BEYROUTH: L'agence de presse officielle libanaise a fait état d'une "série" de frappes israéliennes jeudi dans le sud du Liban, en dépit du cessez-le-feu entre Israël et le Hezbollah.

"Une série de frappes israéliennes" a visé le secteur de Nabatiyé, à une dizaine de kilomètres de la frontière, a rapporté l'agence Ani.

Des médias locaux ont indiqué que les raids avaient touché des secteurs montagneux éloignés des zones d'habitation.

L'Ani a fait état "d'énormes explosions... ayant résonné dans la plupart des zones de Nabatiyé et du sud", provoquant "terreur et panique" parmi les habitants, qui se sont précipités pour aller chercher leurs enfants à l'école, tandis que des ambulances se dirigeaient vers les zones touchées.

Un photographe de l'AFP a vu de la fumée s'élever des collines de la région.

"On a entendu une forte explosion, environ dix frappes consécutives", a déclaré à l'AFP Jamal Sabbagh, un médecin de 29 ans qui effectuait des examens de santé auprès d'écoliers près de la ville de Nabatiyé.

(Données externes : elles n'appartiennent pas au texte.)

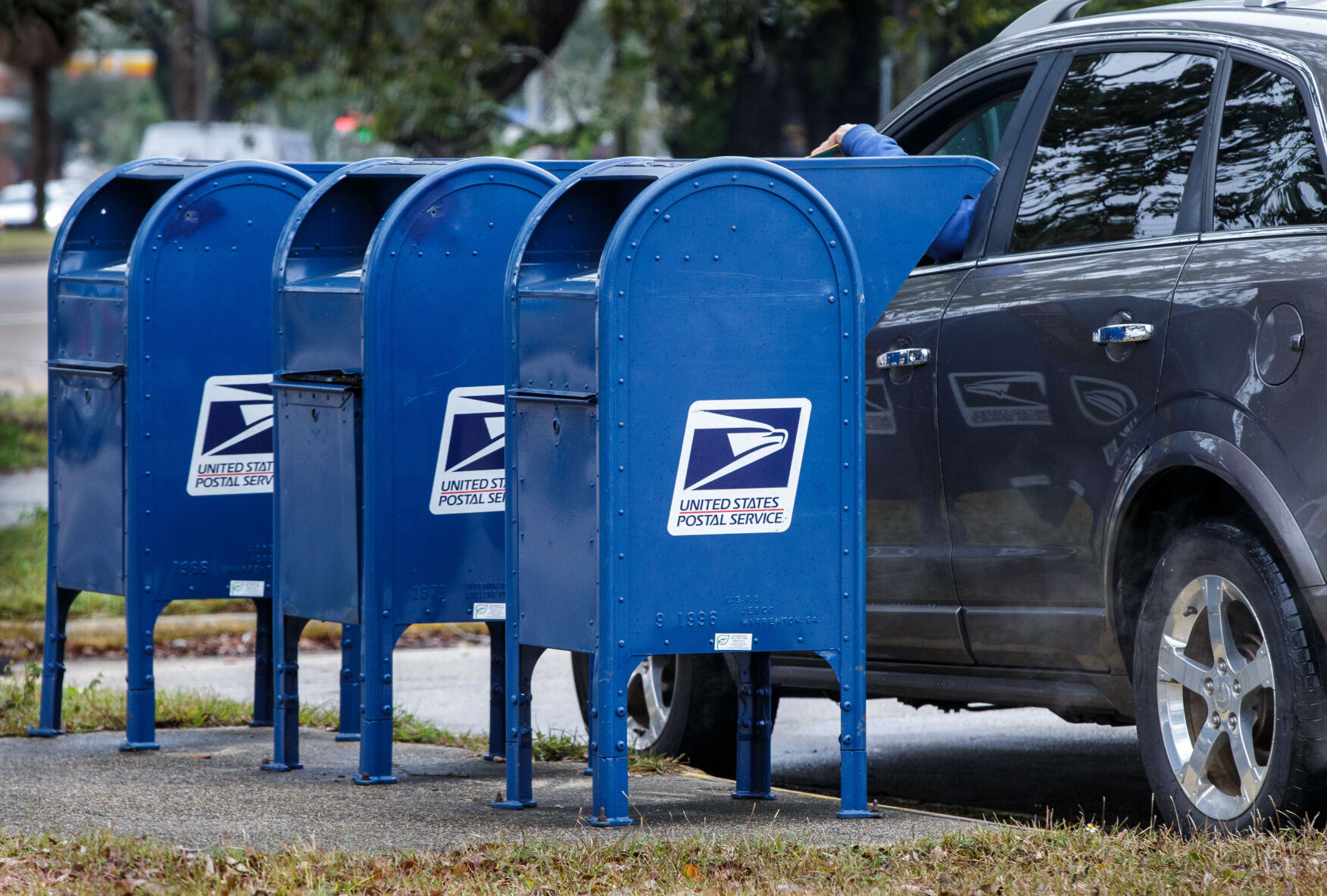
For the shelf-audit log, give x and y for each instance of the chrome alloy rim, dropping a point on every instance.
(649, 700)
(1216, 697)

"Certains enfants ont eu peur et il y avait de la panique, les enseignants étaient aussi effrayés", a-t-il confié.

Mercredi, une frappe israélienne à Saïda, également dans le sud du pays, avait tué un commandant du mouvement islamiste palestinien Hamas, allié du Hezbollah libanais.

Israël est en guerre contre le Hamas depuis que le mouvement palestinien a mené une attaque sans précédent dans le sud d'Israël le 7 octobre 2023, déclenchant une offensive israélienne dévastatrice dans la bande de Gaza.

Le Hezbollah, groupe armé libanais soutenu par l'Iran, avait alors ouvert un front contre Israël en tirant des roquettes à partir du sud du Liban, affirmant agir en soutien aux Palestiniens.

Israël a mené entre septembre et novembre 2024 de violents bombardements sur le Liban, principalement contre les bastions du Hezbollah.

Un cessez-le-feu est entré en vigueur le 27 novembre mais l'armée israélienne mène régulièrement depuis cette date des attaques au Liban, disant viser combattants et infrastructures du Hezbollah, très affaibli par la guerre.

Le Liban presse notamment les Etats-Unis et la France, garants de l'accord de cessez-le-feu, de contraindre Israël à cesser ses attaques et se retirer des cinq positions frontalières dans lesquels il s'est maintenu.

Beyrouth assure respecter ses engagements et accuse Israël de violer le cessez-le-feu.